Thinking like a ship

Shreyas Prakash headshot

Shreyas Prakash

It took me a long time to realize that arguments we argue about — aren’t always about facts. They are about values. And we mostly argue, very passionately, when the values have a conflict. We can live with a conflict of facts, but not with a conflict in values. A conflict in values doesn’t sit comfortably in our minds, and even if it does, it dries to dismiss the contradictions.

Reading Jonathan Haidt’s The Righteous Mind made this clear, that: be it liberals or conservatives, or activists or traditionalists — they’re all wired with different moral priorities—care, fairness, loyalty, authority, sanctity.

People feel different things are sacred. What seems obviously right to one clan feels intuitively wrong to another.

My partner and I had taken the Haidt’s moral foundations questionnaire together recently, and it was fun to see the contrast of responses in some of the questions: we both cared about fairness and compassion, but whenever I leaned toward equity, she leaned more towards loyalty and cultural continuity. That was interesting:

Neither of us was wrong, but we realised we had different inner compasses. And without naming those differences, we mistook friction for betrayal.

So when I later read Holden Karnofsky’s ship metaphor—and the analogy of Rowers, Steerers, Anchors, Equity, Mutineers—it clicked like a lock. In Holden Karnofsky’s world view, we have five different kinds of people.

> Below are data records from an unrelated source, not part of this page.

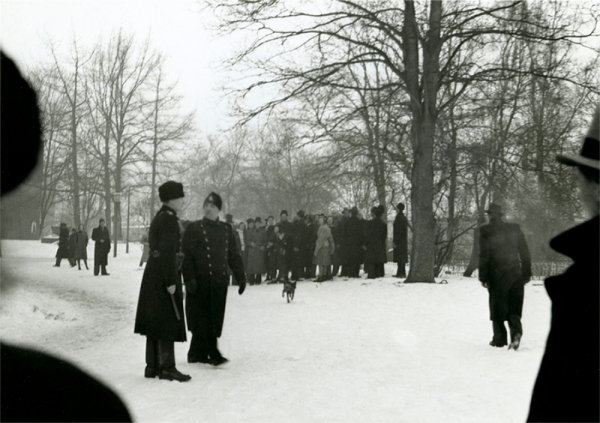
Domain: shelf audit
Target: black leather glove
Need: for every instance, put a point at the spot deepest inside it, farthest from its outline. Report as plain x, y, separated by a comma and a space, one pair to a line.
191, 287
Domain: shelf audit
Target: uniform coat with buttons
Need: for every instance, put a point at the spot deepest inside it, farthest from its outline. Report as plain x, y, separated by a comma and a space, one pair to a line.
209, 247
155, 316
504, 264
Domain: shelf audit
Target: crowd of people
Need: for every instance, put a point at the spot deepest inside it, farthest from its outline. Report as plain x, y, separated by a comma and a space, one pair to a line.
318, 246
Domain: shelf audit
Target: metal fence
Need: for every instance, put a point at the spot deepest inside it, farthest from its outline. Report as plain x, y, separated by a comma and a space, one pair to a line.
539, 269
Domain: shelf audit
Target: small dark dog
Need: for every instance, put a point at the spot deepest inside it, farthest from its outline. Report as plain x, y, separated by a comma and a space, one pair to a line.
289, 288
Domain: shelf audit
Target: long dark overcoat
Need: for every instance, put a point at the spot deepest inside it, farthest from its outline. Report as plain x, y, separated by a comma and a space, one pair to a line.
400, 239
375, 237
354, 238
81, 246
567, 386
63, 244
102, 247
504, 264
256, 253
209, 247
155, 316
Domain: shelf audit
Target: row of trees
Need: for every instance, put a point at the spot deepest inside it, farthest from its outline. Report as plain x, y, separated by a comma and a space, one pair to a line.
111, 120
468, 102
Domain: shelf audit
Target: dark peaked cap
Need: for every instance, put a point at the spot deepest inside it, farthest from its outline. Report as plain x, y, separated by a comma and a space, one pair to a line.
170, 190
215, 199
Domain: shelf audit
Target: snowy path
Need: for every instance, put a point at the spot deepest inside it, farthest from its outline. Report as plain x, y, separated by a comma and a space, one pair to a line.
343, 351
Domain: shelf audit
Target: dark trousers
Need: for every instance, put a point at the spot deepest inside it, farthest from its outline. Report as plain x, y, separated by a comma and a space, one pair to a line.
374, 270
336, 270
160, 355
97, 269
202, 347
500, 334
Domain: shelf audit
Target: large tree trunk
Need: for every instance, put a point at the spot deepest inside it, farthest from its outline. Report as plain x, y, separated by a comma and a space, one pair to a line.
424, 113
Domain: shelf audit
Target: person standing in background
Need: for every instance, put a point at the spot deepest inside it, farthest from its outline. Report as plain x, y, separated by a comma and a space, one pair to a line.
102, 247
400, 241
63, 244
159, 314
567, 385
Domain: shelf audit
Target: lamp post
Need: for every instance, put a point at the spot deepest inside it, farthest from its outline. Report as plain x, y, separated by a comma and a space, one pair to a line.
116, 200
127, 236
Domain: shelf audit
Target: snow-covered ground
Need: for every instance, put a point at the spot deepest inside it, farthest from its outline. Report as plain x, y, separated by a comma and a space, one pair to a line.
342, 351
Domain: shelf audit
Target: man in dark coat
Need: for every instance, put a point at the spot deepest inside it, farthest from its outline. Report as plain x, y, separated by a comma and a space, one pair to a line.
209, 247
37, 387
504, 269
102, 247
567, 386
400, 241
298, 241
354, 239
375, 238
63, 244
159, 313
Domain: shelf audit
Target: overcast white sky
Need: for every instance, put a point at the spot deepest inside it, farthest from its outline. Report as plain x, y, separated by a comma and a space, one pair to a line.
176, 28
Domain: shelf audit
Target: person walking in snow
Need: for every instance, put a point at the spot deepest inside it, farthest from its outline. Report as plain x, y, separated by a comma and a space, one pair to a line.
375, 238
81, 247
504, 269
101, 249
567, 385
159, 314
400, 241
209, 249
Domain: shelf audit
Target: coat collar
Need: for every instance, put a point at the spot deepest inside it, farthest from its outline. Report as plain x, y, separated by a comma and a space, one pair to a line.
167, 209
580, 242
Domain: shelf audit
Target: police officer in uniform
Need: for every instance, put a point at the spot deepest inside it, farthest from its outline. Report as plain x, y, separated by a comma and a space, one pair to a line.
504, 269
159, 313
209, 249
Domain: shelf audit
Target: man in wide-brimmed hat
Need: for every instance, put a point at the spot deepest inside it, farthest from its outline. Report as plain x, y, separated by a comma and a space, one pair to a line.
567, 386
504, 269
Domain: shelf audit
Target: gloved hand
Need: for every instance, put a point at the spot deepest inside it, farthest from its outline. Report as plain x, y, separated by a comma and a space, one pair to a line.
191, 287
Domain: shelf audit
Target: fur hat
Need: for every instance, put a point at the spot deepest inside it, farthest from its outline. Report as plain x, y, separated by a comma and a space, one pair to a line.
170, 190
215, 199
590, 149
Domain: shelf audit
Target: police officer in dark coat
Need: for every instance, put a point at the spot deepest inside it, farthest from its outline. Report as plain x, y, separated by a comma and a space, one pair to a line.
375, 238
567, 386
209, 247
354, 239
504, 269
160, 306
101, 248
400, 241
63, 244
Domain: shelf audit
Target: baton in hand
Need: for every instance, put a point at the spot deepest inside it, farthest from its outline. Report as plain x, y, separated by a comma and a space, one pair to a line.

The Rower values progress. Those who are rowers, want to row to a far away promised land, full of opportunities.

I use "rowing" to refer to the idea that we can make the world better by focusing on advancing science, technology, growth, etc. - all of which ultimately result in empowerment, helping people do whatever they want to do, more/faster. The idea is that, in some sense, we don't need a specific plan for improving lives: more capabilities, wealth, and empowerment ("moving forward") will naturally result in that.

Rowing is a contentious topic, and it’s contentious in a way that I think cuts across other widely-recognized ideological lines.

To some people, rowing seems like the single most promising way to make the world a better place. People and institutions who give off this vibe include:

The Anchor provides stability. And the Steerer provides foresight. The Equity clan, justice. The Mutineer, systemic overhaul. They’re not selfish or evil—they’re guided by different lights. And everyone on the ship is doing what feels morally necessary to them. And everyone thinks they are the chosen ones destined to steer the ship. And that’s exactly the problem.

Some insist we’re not moving the ship fast enough. They row with fierce intensity, believing speed is salvation.

Others clutch the wheel and bark about direction: where are we even going? What storms lie ahead? Some cling to the railings, saying we’ve gone too far already. They want to drop anchor, keep the hull intact, preserve the rituals that gave the ship its soul. And then there are those below deck shouting that the entire structure is rotten. The keel is cracked. The map is a lie. The ship was never meant for all of us.

Sometimes, we would also observe various erosions occuring due to mismatched moral vocabularies. One person might cry, “We must go faster!” and another hears, “You’re ignoring those overboard.” A third hears, “You’re disrespecting the captain,” and a fourth yells, “Why are we even on a ship?”

In the same way, Jonathan Haidt puts values into different buckets such as (care, fairness, loyalty, authority and sanctity), Karnofsky puts people into various such buckets of exploratory personalities.

To me, Jonathan haidt is helping me understand the ship better, Karnofsky provides a grounding conceptual framework that helps me map what’s really going on.

It’s a fight between value systems, and not between the “right” and the “wrong”, as we define it conventionally.